The ANU declined to comment on Friday, though the university’s Myanmar student alumni issued a statement excoriating Dr Chit Win’s “cowardly servitude to the illegitimate military authority”. It has demanded the university and the Australian government cut all connections with the former student and his family.
“We say SHAME ON YOU Dr Chit Win. He is an Australian Leadership Award recipient. He holds a PhD from the Coral Bell School of Asia Pacific Affairs at ANU,” the statement said.
“As a scholarship awardee he has agreed to apply his skills and knowledge pursued through the study and research opportunities … to drive change and contribute to the development of Myanmar. His co-operation with the military junta is fundamentally nullifying democracy, justice and the will of the Myanmar people.”
The ousted ambassador — a career military officer before his London appointment in 2014 — had already been recalled by the junta for urging the release of Ms Suu Kyi and ousted president Win Myint. But he dug in.
“Since then he stopped following instructions from the foreign ministry, and has been meeting with many diplomatic counterparts and Myanmar community to discuss the current situation in Myanmar hoping to find a peaceful solution,” a spokesman for Mr Kyaw Zwar Minn said outside the embassy on Thursday.
On Wednesday, however, embassy staff loyal to the military staged a coup of their own, locking the ambassador out of the Mayfair mission after he went out.
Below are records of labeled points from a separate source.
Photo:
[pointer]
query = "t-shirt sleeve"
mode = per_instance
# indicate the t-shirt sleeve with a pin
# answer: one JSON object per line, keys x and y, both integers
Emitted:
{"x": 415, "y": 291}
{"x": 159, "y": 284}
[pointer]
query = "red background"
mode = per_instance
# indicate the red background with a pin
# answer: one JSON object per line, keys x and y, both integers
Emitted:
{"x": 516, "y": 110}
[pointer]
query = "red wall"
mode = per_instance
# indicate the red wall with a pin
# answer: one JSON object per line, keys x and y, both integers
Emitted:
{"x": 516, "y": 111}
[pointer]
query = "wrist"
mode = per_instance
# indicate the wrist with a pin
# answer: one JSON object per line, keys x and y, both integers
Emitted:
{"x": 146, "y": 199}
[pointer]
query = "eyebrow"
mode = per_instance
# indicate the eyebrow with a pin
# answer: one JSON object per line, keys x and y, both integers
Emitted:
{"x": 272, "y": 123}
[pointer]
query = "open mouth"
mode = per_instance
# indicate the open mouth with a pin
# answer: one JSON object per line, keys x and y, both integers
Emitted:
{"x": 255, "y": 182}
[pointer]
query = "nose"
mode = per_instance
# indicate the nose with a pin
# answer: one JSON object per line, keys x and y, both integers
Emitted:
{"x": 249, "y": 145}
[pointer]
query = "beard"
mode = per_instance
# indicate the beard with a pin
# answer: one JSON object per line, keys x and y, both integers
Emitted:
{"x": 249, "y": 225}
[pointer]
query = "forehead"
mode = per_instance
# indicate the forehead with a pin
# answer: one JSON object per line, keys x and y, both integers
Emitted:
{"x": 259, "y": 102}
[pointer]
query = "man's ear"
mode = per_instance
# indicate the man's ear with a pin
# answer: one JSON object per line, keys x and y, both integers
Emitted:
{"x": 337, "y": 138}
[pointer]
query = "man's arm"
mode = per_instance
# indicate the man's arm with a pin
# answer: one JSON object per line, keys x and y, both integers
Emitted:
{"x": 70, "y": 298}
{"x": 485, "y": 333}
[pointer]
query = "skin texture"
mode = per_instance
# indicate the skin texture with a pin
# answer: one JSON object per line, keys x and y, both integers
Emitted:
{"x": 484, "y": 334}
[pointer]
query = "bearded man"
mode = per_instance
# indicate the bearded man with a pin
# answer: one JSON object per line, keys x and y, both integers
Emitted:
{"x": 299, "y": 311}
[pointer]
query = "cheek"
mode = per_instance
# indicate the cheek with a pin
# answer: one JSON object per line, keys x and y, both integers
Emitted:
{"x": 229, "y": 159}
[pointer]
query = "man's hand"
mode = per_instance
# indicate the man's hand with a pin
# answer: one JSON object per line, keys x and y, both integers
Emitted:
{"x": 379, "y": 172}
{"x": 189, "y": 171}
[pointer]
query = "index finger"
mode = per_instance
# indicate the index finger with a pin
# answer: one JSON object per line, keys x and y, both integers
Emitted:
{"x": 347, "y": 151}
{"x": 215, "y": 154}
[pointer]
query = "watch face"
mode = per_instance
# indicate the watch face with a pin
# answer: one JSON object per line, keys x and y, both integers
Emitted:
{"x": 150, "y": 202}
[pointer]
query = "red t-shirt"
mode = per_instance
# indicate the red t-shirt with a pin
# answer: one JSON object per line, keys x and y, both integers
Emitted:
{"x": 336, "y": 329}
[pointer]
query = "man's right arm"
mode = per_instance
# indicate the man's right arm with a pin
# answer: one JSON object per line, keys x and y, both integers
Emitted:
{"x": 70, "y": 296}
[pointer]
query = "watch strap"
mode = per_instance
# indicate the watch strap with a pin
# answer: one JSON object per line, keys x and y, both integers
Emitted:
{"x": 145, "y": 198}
Outside the embassy, the ousted diplomat urged the British government not to recognise Dr Chit Win as the junta’s new ambassador, warned embassy staff were being threatened with “severe punishment if they don’t continue to work for the military generals”, and said he feared he would be killed if forced back to Myanmar.
The British Foreign Office condemned the “bullying behaviour towards” Mr Kyaw Zwar Minn and during a meeting on Thursday offered him asylum “while he decides his long-term future”. But it also said it can no longer recognise him as ambassador because it had been officially advised in an April 7 letter from the embassy that Dr Chit Win was the new head of mission.
Australia’s former Myanmar ambassador Nicholas Coppel told The Weekend Australian he knew Dr Chit Win as an “articulate and hardworking, professional public servant” who had been seconded from his position as deputy director of Myanmar’s foreign ministry to director of the Office of the National Security Adviser to Ms Suu Kyi.
Mr Coppel urged critics to consider the complexity of the situation the diplomat likely faced, along with thousands of other civil servants confronting an invidious choice between defying a murderous junta or risking the fury of the civil disobedience movement.
“They have got financial commitments, family responsibilities. To pick on particular individuals and demand of them that they declare their allegiance one way or another is a little rough,” he said.
“Chit Win has come to prominence because of what has happened to his ambassador. But what of every other Myanmar diplomat? Is each one of them going to be singled out?”